I replaced the lower chain tensioner’s plastic guide with a nylon one from Haines and the lower rear guide still thinking about its purpose, as not sure it adds any value. I fitted the new nylon part by heating it in a cup of boiling water then attached a nut and bolt to one end and gently bent it to shape, will change the nuts for nylock ones.

Once the guides were in place I rivetted the chain together and discovered another issue, the chain hits the tyre. After speaking with Anthony at Haines I adjusted the rim by offsetting it slightly to the right by attaching my dial indicator to the swingarm and loosening and tighting opposite spokes until I had clearance.

Fitted a new rubber shock guard, requires 4mm x 10mm rivets, I added some 4mm washers to the back to ensure the rivet clamped on to the holders. typically ran out of rivets, sigh!



Footpeg Pins

Finally sorted the footpeg pins, found some hollow stainless ones on eBay, they were listed as being for a KXF250.

They are a bit longer than required so I cut 5mm off the end and redrilled the split pin hole using a cobalt drill.
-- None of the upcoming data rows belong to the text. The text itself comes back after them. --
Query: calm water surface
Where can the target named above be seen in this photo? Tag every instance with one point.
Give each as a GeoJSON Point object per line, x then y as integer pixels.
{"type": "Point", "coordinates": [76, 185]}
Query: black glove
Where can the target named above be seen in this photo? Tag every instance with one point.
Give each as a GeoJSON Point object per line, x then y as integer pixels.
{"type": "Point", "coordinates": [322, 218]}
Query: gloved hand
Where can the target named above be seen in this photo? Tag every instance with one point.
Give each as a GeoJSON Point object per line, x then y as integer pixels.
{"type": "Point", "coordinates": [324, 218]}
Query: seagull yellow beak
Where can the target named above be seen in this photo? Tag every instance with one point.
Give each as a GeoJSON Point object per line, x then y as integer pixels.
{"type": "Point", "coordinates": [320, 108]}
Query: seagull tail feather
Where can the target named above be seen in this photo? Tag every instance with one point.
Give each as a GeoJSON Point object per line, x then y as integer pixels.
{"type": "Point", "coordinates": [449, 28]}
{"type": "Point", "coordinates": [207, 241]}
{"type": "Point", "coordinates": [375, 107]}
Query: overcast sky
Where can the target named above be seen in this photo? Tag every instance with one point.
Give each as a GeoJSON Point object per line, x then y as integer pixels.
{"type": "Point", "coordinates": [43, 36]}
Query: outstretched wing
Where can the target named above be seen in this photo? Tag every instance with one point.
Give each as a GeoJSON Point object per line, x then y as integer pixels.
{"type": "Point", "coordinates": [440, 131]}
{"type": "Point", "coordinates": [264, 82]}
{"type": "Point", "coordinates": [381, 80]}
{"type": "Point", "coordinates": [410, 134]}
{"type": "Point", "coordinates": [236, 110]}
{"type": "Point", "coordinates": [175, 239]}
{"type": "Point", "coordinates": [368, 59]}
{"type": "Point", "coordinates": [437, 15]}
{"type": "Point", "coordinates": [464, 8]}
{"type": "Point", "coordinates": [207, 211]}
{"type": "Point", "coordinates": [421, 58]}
The mounts of the frame were drilled out using a 10mm drill and then deburred and repainted then the pegs fitted with KTM springs and stainless R clips. At the same time I sandblasted the rear brake pedal and fitted a new pivot bearing.

Finally result is much better than the rubbish CCM nut and bolt arrangement.

Fuel Tank

Started by cleaning the tank using brake cleaner to remove the old graphic’s marks then polished it using a soft polishing mop and compound mounted on a drill. Then I stripped and rebuilt the fuel tap.